Fermeture de classes à Lévis : l’abandon comme symptôme d’un système qui ne répond plus aux besoins
À Lévis, les quatre classes d’adaptation scolaire de l’école primaire des Mousserons sont fermées pour une semaine complète. Les 24 élèves concernés ont été renvoyés à la maison dans un contexte de climat de violence et de départs de personnel.
Le Centre de services scolaire des Navigateurs qualifie la décision de mesure exceptionnelle, invoquant son obligation d’assurer un environnement sécuritaire et bienveillant.

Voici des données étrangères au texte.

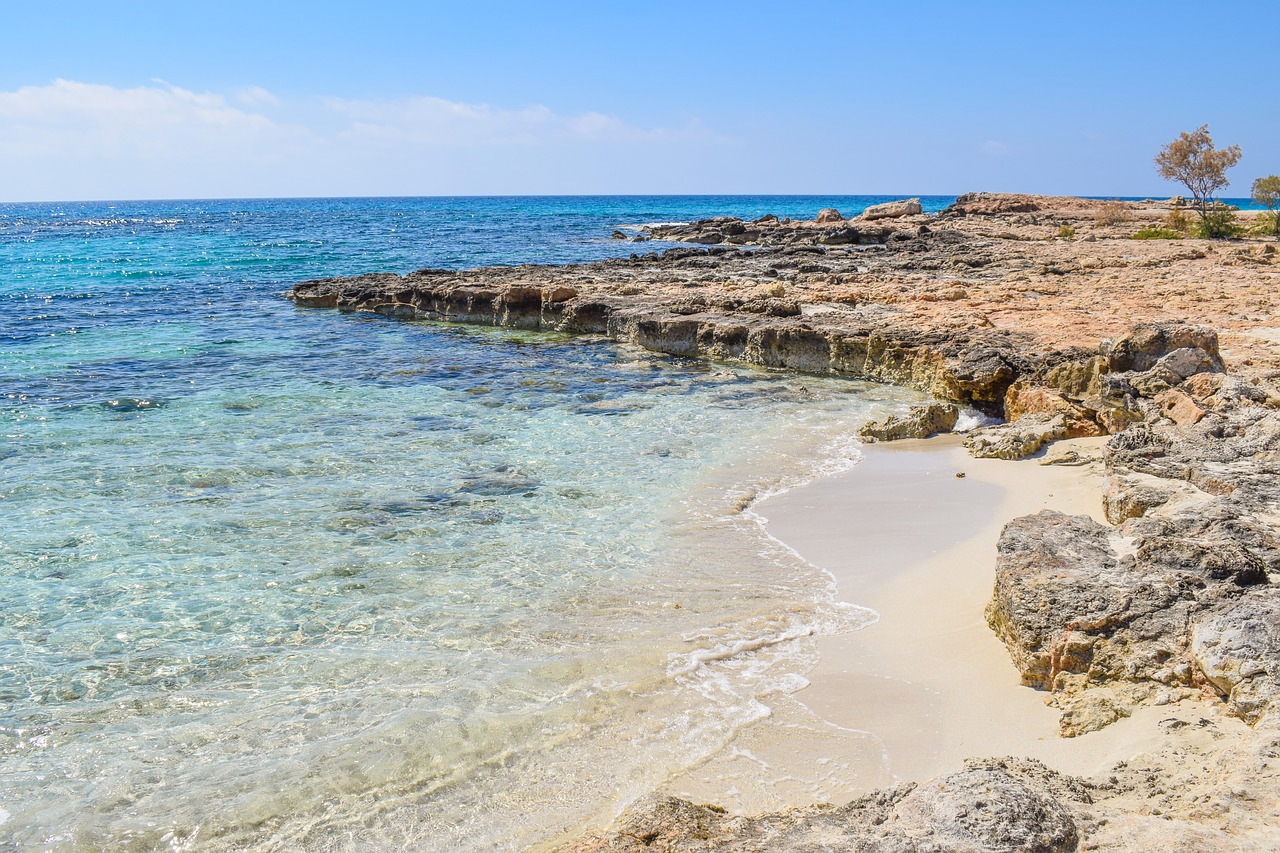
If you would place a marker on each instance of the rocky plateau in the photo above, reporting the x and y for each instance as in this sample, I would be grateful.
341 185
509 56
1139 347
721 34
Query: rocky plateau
1047 314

Il annonce vouloir profiter de cette pause pour réviser les dossiers d’élèves et intensifier la recherche de personnel qualifié.

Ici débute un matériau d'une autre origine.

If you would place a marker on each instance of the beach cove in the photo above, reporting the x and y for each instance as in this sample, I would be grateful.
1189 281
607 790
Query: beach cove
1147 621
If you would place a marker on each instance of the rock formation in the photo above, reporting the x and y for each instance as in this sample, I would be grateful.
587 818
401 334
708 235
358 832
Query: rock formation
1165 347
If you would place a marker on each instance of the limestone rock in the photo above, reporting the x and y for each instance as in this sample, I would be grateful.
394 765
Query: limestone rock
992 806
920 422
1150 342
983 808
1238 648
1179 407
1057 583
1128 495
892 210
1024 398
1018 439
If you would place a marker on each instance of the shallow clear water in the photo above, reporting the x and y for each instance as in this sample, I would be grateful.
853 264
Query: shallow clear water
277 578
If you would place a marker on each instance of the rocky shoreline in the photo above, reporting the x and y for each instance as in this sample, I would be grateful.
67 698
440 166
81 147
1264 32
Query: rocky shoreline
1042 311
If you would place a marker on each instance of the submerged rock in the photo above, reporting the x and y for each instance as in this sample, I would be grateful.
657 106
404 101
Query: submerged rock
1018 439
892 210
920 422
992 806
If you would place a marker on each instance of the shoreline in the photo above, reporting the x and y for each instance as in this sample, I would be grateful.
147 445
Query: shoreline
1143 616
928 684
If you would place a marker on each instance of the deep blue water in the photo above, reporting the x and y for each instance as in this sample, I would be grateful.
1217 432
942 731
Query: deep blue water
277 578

Bien que cette situation n’a pas lieu au Centre-du-Québec, le ROPHCQ souhaite réagir, puisqu’aucun Centre de services scolaire n’est à l’abris d’un tel bris de services.

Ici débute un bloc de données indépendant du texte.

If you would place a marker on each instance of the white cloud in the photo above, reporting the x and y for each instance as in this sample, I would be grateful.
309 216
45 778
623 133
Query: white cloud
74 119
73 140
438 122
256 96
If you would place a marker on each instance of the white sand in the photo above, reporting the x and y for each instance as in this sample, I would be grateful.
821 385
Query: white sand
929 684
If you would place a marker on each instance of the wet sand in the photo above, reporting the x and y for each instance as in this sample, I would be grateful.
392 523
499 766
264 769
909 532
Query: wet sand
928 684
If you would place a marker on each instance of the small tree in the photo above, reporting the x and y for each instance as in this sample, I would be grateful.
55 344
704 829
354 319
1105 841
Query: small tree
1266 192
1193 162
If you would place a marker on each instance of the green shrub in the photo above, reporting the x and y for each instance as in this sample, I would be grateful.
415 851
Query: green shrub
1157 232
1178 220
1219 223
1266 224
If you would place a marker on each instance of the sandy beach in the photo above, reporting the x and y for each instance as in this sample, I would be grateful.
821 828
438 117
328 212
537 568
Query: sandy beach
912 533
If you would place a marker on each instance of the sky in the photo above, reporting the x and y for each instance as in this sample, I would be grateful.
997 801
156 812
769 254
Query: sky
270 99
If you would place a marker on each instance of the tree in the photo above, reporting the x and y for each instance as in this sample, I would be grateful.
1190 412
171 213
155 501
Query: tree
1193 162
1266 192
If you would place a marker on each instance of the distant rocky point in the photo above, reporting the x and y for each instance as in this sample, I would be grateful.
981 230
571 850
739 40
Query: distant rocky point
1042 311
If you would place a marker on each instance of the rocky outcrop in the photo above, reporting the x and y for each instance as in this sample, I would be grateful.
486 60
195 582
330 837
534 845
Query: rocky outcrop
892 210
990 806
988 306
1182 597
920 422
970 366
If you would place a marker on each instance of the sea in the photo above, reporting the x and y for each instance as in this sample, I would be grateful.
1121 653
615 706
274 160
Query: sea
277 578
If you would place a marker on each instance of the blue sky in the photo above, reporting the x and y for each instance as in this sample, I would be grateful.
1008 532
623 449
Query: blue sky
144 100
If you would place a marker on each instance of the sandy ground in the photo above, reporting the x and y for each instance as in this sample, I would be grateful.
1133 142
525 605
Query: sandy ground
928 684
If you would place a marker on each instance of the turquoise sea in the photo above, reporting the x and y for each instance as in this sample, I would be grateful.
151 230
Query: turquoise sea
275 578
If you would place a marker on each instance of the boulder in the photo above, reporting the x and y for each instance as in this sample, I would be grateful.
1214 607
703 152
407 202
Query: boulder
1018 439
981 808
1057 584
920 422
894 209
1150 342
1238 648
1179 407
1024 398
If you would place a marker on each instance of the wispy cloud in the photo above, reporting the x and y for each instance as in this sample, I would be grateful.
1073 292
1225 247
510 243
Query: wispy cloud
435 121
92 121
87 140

Nous tenons à le dire clairement. La violence en milieu scolaire doit être prise au sérieux. Le personnel a droit à des conditions de travail sécuritaires. Les élèves ont droit à un environnement stable. Mais selon nous, la situation observée à Lévis est le symptôme d’un problème plus profond. Cette violence est le résultat d’un manque chronique de services adéquats pour les jeunes à besoins particuliers.
Les comportements de crise ne surgissent pas sans cause. Ils apparaissent lorsque les besoins ne sont pas comblés, lorsque les plans d’intervention ne sont pas adéquats ou pas appliqués avec rigueur, lorsque les ratios ne permettent pas un soutien suffisant et lorsque les services professionnels spécialisés ne sont pas disponibles en temps opportun. Un élève qui manifeste des gestes violents exprime une détresse ou une inadéquation entre ses besoins et les services offertes.
Lorsque les équipes sont sous pression, que les ressources stagnent et que la complexité des besoins augmente, le climat se dégrade. Ce n’est pas une question de mauvaise volonté. C’est une question de choix de gestion et de capacité structurelle.
Fermer quatre classes d’adaptation scolaire ne constitue pas une simple réorganisation temporaire. Il s’agit d’une interruption de services spécialisés pour des élèves vivant avec des limitations fonctionnelles importantes. Une semaine à la maison peut entraîner une désorganisation majeure, une régression des acquis et une pression considérable sur les familles. On ne peut pas traiter cette décision comme une pause administrative sans reconnaître son impact réel à plus long terme pour plusieurs de ces jeunes et de leurs familles.
Au Centre-du-Québec, nous observons des asymétries importantes entre les milieux scolaires. Certains centres de services réduisent les classes spécialisées, d’autres limitent les ressources destinées à l’inclusion en classe régulière. Le droit à des services éducatifs adaptés ne peut pas dépendre du territoire. Il est encadré par des balises claires, la politique d’adaptation scolaire du ministère de l’éducation du Québec. Les standards minimaux doivent être respectés et des mécanismes de reddition de comptes doivent être mis en place pour que le ministère s’assure que le droit à l’éducation est respecté.
La violence en adaptation scolaire ne peut pas être analysée uniquement sous l’angle disciplinaire. Elle doit être comprise comme un indicateur d’un sous-investissement chronique en services spécialisés. Si l’on veut réellement protéger le personnel et les élèves, il faut renforcer les équipes, assurer des ratios adéquats, garantir l’application rigoureuse des plans d’intervention et consulter systématiquement les parents sur la qualité et la pertinence des services reçus.
Au ROPHCQ, notre mission est la défense collective des droits des personnes handicapées. Cela signifie refuser que les élèves à besoins particuliers deviennent la variable d’ajustement d’un réseau en pénurie. La sécurité est essentielle. Le droit à des services adaptés l’est tout autant. La réponse durable ne peut pas être le retrait des services, elle doit être leur renforcement.